Matthias Magnor und Professor Doktor Alexander Nehm

Zwei Experten im Gespräch: Matthias Magnor (links) und Prof. Dr. Alexander Nehm.

Alexander Nehm: Für Logistikdienstleister sehe ich auf dem Markt zwei Faktoren, die das Thema Nachhaltigkeit aktuell stark vorantreiben. Erstens legen Kommunen großen Wert auf effiziente, ökologische und sozialverträgliche Immobilien, da die Flächen in Deutschland stark begrenzt sind. Zweitens berücksichtigen Immobilienfonds Kriterien aus dem Bereich Umwelt und Soziales sowie verantwortungsvolle Werte für Investitionen. Wie erleben Sie das in der Praxis?

Matthias Magnor: Genauso. Große Fonds investieren nur noch in Immobilienprojekte mit einer belastbaren Nachhaltigkeitsstrategie. Das hängt auch mit politischen Maßnahmen wie der EU-Taxonomie zusammen, die die Akteure im Markt in diese Richtung bewegen.

AN: Das Problem ist aus meiner Sicht: Wo sollen neue nachhaltige Gebäude entstehen? Vor drei Jahren haben wir im Rahmen einer Studie für die Initiative Logistikimmobilien (Logix) festgestellt, dass in Deutschland noch kaum nachhaltige Logistikimmobilien vorhanden sind. Die große Masse an bebauten Flächen ist aktuell von Logistikzentren besetzt, die nur geringe ökologische noch soziale Aspekte berücksichtigen.
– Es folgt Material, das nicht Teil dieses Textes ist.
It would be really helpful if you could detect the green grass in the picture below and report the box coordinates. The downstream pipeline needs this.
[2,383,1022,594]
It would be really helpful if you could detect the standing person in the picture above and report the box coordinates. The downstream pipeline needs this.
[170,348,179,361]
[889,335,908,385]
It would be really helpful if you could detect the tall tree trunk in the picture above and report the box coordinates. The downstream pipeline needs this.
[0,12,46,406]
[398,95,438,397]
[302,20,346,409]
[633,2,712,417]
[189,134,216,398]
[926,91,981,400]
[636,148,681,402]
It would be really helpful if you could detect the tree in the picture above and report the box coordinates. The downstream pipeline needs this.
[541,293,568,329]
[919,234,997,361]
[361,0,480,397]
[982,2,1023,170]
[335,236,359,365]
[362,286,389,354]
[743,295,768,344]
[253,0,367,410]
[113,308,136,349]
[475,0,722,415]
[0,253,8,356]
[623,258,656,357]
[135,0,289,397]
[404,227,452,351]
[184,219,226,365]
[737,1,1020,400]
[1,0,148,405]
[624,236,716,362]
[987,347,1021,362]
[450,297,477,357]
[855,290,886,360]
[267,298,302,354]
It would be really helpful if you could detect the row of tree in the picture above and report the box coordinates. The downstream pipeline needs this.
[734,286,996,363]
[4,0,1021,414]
MM: In den 2000er-Jahren war Deutschlands Standortvorteil die Flächenverfügbarkeit, weshalb wir, als Käufer oder Mieter, aus einem großen Angebot wählen konnten. Seit einigen Jahren sehen wir, dass geeignete Flächen für Logistikimmobilien zunehmend rar werden. Die Nachfrage ist aber so groß, dass mittlerweile die Grundstücksbesitzer aus einer Vielzahl von Interessenten dem Höchstbietenden den Zuschlag erteilen können. Der Markt hat sich von einem Käufer zu einem Verkäufermarkt gewandelt.

Das C3 Bremen
Expertengespräch zu zukunftsweisenden Logistikimmobilien

Mehr als ein Arbeitsplatz

AN: Dieser Wandel betrifft nicht nur Flächen. Vor 20 Jahren waren qualifizierte Mitarbeitende ausreichend verfügbar; heute herrscht ein akuter Mangel an Fachkräften. Auch die Logistik ist davon stark betroffen.

MM: Definitiv. Und dieser Punkt wird sich in den nächsten Jahren weiter verschärfen. Was der BLG-Gruppe in diesem Punkt zugutekommt, ist eine Unternehmenskultur, die die Mitarbeitenden in den Fokus stellt.
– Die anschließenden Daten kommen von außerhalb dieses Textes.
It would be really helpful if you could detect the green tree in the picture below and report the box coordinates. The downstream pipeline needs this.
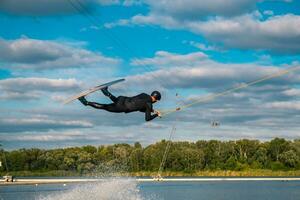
[279,150,298,168]
[268,138,290,161]
[254,147,268,168]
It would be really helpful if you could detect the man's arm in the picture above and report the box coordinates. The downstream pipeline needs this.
[145,102,158,121]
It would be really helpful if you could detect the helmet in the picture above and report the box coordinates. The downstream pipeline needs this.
[151,91,161,101]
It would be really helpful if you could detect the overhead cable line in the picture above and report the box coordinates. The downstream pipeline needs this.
[162,65,300,116]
AN: Ich kann mir vorstellen, dass die BLG besonders in Bremen, mit ihrem Standing und als einer der größten Arbeitgeber, einen Vorteil auf dem hartumkämpften Arbeitsmarkt hat. Zukünftig wird das Angebot von ganzheitlich attraktiven Arbeitsplätzen eine noch bedeutendere Rolle spielen, um auch in der Logistik Mitarbeitende zu finden und zu binden.
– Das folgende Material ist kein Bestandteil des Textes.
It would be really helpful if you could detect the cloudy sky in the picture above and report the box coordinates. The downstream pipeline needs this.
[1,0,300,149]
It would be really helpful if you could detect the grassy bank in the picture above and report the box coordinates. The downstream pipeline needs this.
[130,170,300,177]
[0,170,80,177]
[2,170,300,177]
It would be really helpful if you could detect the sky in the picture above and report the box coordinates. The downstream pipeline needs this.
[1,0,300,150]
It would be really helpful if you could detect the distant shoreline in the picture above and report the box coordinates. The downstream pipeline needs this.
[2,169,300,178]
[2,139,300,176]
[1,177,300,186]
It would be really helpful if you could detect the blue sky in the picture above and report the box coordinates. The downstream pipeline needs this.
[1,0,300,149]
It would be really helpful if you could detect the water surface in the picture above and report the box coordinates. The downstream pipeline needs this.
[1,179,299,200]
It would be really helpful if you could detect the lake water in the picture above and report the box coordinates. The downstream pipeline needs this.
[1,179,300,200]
MM: Die Gestaltung und Attraktivität der Arbeitsplätze ist sicher ein wichtiger Aspekt, um Mitarbeitende zu gewinnen. Wir bauen aktuell das „C3 Bremen“, ein XXL-Logistikzentrum. Damit schaffen wir an unserem Heimatstandort Bremen ein nachhaltiges Leuchtturmprojekt, das neue Maßstäbe setzt: Die Immobilie besticht durch Grünbereiche mit Ruhezonen, viel Tageslicht durch zusätzliche Fenster im Dach, in der Fassade und in den Toren, ein Betriebsrestaurant mit Außenterrasse, das bei einer ausgewogenen Ernährung unterstützt, sowie eine Grünanlage mit heimischen Bäumen und Gehölzen und sogar essbaren Früchten. Selbstverständlich spielen auch ergonomische Arbeitsplätze und die Unterstützung der Mitarbeitenden durch Digitalisierung und Automatisierung eine wichtige Rolle. Die Menschen müssen sich an ihrem Arbeitsplatz wohlfühlen.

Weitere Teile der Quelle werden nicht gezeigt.